The discussion around race and the Digital Humanities addresses multiple facets of the issue from what kinds of work gets called digital humanities work to how accessible the tools of the work are and who’s involved in creating them.
I’m interested in talking together about the role of librarians (in conversation with faculty and students) in collaboration with/as creators of projects by digital humanists of color and digital humanities projects considering racial justice. Librarians’ responsibilities here seem to stem both from our involvement in shaping the futures of digital humanities and how our resource pages, classes, and orientation sessions say something about what we think counts as the humanities and whose work belongs there.
Within librarianship we rarely talk about how our own identities affect our perspectives, our practice, and our outreach. I’m interested in how we can enact such accountability and engagement in our digital humanities practice. I’m a queer feminist and white antiracist ally in librarianship, teaching, and other collaborations.

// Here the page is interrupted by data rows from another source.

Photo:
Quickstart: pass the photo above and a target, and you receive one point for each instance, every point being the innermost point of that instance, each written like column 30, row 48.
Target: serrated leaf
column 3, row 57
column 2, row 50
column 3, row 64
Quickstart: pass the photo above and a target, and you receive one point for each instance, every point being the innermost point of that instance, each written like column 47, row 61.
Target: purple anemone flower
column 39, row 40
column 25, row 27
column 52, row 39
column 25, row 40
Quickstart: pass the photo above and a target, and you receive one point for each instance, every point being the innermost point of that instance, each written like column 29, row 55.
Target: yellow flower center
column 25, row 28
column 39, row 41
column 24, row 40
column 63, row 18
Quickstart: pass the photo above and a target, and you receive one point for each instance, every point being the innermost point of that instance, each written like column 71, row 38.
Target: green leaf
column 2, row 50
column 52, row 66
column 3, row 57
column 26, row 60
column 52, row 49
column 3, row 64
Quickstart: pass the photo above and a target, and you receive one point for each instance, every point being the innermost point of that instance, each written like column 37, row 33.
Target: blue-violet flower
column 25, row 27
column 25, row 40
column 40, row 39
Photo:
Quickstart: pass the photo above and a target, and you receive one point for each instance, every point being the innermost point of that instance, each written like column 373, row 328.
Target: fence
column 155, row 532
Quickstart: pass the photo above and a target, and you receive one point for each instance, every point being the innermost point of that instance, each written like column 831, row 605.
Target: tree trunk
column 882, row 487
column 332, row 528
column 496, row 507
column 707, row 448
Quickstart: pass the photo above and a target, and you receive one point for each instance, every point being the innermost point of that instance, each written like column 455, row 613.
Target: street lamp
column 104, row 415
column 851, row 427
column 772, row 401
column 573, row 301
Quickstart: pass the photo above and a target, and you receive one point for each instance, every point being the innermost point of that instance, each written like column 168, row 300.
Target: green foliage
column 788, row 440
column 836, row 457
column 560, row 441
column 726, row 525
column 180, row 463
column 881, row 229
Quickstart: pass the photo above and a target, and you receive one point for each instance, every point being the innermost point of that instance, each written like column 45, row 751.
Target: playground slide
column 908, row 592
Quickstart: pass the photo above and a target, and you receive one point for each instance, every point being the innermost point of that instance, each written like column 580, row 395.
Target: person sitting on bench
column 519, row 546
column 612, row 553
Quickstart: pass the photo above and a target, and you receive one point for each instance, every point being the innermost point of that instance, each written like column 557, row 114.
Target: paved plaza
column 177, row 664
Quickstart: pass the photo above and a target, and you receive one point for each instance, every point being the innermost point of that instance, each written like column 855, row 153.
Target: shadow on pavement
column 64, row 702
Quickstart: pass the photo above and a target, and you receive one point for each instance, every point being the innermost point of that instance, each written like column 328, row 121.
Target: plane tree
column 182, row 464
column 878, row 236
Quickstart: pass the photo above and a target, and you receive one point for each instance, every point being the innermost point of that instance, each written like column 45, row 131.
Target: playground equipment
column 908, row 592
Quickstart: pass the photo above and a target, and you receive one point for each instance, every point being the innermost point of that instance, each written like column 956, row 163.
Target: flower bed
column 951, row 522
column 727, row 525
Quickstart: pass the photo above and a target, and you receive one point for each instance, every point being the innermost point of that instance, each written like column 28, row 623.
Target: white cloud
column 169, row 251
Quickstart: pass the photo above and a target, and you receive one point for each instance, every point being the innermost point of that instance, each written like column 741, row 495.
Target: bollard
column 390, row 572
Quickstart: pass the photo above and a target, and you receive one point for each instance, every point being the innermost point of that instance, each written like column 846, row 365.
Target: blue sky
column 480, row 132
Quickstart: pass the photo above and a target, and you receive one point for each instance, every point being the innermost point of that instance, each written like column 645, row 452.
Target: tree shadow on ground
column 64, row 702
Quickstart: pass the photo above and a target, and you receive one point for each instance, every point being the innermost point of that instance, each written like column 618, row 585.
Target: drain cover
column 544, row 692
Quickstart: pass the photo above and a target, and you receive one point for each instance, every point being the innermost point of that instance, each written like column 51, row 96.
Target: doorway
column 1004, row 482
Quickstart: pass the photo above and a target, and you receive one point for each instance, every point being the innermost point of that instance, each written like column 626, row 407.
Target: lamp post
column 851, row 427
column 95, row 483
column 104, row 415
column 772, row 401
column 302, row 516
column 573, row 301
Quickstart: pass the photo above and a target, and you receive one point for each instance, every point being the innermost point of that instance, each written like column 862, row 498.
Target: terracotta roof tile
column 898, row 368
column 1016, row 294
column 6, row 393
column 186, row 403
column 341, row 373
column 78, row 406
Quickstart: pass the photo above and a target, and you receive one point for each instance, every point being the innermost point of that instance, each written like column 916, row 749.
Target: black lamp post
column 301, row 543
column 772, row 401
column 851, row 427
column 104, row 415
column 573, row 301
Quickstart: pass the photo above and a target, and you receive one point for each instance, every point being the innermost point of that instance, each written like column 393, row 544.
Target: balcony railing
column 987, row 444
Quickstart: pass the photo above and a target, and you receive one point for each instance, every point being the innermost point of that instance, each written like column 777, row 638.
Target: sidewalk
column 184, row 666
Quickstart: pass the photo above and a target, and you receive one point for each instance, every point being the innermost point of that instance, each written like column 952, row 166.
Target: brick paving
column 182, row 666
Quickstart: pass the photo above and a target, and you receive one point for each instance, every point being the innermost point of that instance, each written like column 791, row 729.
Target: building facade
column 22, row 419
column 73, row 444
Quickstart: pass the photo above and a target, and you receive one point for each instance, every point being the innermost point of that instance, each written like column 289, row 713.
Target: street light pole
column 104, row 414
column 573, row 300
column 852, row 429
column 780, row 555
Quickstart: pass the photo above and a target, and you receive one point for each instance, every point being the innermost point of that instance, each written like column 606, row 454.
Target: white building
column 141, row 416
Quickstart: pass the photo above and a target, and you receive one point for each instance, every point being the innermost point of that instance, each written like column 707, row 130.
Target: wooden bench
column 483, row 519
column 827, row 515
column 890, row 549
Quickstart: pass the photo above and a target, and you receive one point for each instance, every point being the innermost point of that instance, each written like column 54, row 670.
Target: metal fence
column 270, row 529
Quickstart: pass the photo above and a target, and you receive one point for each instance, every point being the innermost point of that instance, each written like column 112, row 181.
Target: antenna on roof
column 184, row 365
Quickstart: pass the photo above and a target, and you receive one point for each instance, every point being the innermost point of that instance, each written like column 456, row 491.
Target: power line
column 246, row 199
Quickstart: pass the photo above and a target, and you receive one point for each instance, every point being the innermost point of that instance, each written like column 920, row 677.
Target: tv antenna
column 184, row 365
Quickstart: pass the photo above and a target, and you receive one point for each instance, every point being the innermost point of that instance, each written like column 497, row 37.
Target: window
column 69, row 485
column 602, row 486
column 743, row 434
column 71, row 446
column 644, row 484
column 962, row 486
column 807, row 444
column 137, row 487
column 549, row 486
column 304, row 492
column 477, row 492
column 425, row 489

It would be exciting to imagine together an ethics for our practice, to share tools and resources we know about, to take a look at ongoing projects (like those highlighted by Moya Z. Bailey or by Anne Cong-Huyen in her post of the talk she gave at CESA 2013 “Race in DH: Transformative Asian/American Digital Humanities,” and more), and how librarians’ ethnic identities and sociopolitical locations are important to these futures.
Certainly interested in this topic. Brings back memories from working on my MA in a post-colonial history area. Too many good proposals, hopefully scheduling doesn’t force too many hard decisions for what to attend.